Vaste programme, n’est-ce pas? C’est pourquoi le professeur de Harvard a concocté sa méthode du miroir, en nous suggérant des questions à se poser à soi-même quand on sent que tout ne tourne pas rond dans notre façon de diriger son équipe ou son entreprise. Ces interrogations abordent différents thèmes : la vision ; les priorités ; la gestion du temps ; la succession ; etc.
Par exemple, une des questions à se poser si l’on veut progresser en tant que leader est «Donnez-vous du feedback aux autres, mais surtout sollicitez-vous du feedback de la part des vos subordonnés clés?». «Nombre de bons leaders comprennent qu’il faille coacher leurs subordonnés, mais peu d’entre eux réalisent l’importance de demander à ces mêmes personnes du coaching. Le paradoxe, c’est que plus vous êtes sénior dans l’entreprise, plus vous en avez besoin, et moins de personnes sont à même de vous donner du feedback correctement», explique M. Kaplan, dans une entrevue accordée à la Harvard Business Review.

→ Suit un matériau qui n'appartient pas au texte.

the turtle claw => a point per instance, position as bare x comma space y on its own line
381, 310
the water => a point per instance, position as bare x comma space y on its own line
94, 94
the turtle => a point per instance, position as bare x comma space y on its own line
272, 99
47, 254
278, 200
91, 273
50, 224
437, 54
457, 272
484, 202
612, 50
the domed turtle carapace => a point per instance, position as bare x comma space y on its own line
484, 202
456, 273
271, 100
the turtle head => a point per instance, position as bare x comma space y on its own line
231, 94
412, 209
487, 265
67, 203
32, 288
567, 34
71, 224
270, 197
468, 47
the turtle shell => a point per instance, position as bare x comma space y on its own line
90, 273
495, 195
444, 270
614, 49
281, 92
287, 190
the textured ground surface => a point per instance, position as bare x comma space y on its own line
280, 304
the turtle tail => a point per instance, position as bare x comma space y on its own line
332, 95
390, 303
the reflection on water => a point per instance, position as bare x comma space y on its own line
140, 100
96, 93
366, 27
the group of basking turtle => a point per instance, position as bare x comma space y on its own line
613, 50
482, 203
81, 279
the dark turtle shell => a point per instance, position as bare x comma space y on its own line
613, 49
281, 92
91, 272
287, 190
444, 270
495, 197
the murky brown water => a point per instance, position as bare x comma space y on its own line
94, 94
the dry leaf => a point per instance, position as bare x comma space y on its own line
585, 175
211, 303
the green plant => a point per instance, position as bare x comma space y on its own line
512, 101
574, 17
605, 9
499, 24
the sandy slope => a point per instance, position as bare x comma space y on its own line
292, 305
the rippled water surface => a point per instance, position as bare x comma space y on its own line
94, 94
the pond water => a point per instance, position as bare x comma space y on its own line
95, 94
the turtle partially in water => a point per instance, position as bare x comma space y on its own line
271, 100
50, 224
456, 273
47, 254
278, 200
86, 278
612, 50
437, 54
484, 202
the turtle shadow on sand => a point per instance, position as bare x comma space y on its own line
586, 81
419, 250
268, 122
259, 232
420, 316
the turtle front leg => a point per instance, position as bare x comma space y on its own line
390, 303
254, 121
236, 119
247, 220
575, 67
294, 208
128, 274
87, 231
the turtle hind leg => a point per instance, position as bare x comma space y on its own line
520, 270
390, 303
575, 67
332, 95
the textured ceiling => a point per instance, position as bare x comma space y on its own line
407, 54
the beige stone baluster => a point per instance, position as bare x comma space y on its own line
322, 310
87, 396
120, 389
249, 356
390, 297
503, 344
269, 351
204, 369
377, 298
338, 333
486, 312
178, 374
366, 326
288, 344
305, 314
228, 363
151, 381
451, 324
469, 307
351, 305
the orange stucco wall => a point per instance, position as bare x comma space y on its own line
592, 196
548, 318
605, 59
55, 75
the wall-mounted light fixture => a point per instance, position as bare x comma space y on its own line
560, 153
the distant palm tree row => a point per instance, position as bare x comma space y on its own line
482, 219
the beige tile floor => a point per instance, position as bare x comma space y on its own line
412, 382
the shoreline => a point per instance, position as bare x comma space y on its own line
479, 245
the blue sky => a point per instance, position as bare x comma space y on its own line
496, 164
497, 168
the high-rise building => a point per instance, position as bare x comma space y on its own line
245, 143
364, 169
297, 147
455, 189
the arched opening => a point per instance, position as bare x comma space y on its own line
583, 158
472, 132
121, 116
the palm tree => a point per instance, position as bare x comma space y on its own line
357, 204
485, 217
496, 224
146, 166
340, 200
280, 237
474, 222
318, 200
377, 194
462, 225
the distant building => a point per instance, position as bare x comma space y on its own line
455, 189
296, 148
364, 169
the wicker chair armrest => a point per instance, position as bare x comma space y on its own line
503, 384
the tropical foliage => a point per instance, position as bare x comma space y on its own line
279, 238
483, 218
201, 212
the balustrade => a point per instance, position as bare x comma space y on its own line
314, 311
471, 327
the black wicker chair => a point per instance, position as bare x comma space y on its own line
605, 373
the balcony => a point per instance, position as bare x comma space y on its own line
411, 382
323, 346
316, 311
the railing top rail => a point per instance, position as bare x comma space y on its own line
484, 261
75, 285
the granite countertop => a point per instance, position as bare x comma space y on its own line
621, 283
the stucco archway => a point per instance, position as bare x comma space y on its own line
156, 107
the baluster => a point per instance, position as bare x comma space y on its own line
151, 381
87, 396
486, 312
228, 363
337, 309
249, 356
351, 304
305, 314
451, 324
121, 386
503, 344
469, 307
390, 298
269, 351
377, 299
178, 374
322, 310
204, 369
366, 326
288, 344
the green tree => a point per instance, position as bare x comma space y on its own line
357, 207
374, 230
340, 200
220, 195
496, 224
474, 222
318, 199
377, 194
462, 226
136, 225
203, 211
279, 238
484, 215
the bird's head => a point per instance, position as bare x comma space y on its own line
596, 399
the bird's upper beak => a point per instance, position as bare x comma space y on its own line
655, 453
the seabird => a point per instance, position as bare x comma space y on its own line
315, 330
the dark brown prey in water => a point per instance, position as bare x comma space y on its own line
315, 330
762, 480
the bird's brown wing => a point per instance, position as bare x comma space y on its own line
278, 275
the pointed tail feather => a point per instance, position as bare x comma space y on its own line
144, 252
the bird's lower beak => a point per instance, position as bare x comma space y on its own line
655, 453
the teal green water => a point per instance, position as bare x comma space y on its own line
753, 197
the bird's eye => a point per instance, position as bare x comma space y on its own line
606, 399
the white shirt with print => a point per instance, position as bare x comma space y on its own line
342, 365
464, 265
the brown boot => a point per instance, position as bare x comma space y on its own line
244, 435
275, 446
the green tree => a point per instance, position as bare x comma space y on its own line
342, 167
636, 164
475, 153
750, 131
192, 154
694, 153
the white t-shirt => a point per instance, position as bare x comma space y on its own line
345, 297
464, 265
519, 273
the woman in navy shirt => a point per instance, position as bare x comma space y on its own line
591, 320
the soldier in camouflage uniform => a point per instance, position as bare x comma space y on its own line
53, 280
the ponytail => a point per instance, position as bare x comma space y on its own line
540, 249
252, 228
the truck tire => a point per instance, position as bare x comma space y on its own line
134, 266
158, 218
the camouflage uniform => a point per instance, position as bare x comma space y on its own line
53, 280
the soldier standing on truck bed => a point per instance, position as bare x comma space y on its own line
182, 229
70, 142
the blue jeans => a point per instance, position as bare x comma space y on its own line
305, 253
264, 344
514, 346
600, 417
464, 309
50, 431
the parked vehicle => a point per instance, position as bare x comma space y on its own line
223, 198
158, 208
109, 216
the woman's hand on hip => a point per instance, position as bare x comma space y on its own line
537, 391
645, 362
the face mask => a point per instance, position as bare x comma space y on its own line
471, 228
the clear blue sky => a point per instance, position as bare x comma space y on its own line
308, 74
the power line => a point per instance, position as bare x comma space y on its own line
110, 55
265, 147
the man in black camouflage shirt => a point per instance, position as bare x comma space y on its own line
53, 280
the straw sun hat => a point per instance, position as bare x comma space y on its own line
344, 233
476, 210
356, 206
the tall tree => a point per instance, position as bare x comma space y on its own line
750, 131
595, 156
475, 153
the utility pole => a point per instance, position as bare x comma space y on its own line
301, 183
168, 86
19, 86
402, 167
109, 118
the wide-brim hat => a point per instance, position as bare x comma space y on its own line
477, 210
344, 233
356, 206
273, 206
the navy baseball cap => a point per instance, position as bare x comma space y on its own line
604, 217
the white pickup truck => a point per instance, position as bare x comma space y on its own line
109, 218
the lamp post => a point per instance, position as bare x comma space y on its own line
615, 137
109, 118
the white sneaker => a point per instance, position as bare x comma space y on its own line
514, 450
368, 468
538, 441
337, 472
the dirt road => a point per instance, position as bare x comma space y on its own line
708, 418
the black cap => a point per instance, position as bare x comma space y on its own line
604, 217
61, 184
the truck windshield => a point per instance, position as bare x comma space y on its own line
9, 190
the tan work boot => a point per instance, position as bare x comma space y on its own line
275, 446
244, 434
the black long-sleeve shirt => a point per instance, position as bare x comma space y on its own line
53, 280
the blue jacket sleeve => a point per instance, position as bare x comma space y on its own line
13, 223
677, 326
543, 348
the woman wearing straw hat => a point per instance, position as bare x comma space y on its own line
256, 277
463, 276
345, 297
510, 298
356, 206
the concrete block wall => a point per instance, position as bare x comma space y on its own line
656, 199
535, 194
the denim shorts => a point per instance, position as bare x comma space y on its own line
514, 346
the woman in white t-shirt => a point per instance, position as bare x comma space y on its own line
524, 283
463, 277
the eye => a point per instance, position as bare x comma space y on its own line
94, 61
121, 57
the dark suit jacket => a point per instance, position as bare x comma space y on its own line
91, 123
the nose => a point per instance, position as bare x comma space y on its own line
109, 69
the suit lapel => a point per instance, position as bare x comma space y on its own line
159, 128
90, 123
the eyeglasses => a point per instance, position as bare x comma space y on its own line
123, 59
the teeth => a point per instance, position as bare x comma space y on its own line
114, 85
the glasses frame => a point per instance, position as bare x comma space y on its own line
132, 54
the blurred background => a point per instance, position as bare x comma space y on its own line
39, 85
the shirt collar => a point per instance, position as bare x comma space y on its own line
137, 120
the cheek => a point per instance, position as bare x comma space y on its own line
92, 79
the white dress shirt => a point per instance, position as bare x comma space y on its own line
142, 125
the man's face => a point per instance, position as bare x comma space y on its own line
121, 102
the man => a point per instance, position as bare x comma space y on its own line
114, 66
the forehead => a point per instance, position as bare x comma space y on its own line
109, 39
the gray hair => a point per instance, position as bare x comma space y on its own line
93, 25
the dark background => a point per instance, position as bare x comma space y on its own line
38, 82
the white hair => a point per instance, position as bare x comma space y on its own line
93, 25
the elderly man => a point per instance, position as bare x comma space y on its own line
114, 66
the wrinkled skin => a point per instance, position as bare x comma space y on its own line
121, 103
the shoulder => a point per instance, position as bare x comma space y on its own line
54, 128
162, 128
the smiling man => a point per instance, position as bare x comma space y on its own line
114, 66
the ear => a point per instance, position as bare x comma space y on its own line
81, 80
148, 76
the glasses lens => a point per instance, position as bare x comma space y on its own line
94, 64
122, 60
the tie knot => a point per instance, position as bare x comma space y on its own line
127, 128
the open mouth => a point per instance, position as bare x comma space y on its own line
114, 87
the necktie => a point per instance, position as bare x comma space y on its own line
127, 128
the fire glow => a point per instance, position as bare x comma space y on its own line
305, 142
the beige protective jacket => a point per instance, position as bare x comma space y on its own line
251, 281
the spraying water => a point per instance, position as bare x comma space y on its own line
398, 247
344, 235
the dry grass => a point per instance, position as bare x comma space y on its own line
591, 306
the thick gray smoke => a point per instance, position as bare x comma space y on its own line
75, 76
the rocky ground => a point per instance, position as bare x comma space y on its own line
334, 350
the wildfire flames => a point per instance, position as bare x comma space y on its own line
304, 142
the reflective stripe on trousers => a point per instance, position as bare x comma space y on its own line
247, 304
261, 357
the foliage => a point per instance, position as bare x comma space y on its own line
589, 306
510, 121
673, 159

Heureusement, l’auteur suggère plusieurs techniques pour parvenir à se faire coacher dans un tel cas. L’une d’entre elles consiste à demander à des dirigeants juniors de donner leur avis sur vous. «Au début, l’effet peut être dévastateur, car la franchise des jeunes peut faire mal à quelqu’un qui n’est pas habitué à se faire dire ses quatre vérités. Mais, le bon réflexe est alors de se faire confirmer le tout par des amis proches, voire des membres de sa famille. Lesquels, à n’en pas douter, diront les mêmes choses que les juniors», poursuit-il.
«Le leadership est un sport d’équipe. Il vous faut solliciter l’aide des autres, ou vous résigner à sous-performer», résume Robert Kaplan.
Une formule que, vous comme moi, ferions bien de nous souvenir, à mon avis…
Le joueur de soccer français Zinédine Zidane a dit au tournant du millénaire : «Les performances individuelles, ce n’est pas le plus important. On gagne et on perd en équipe.»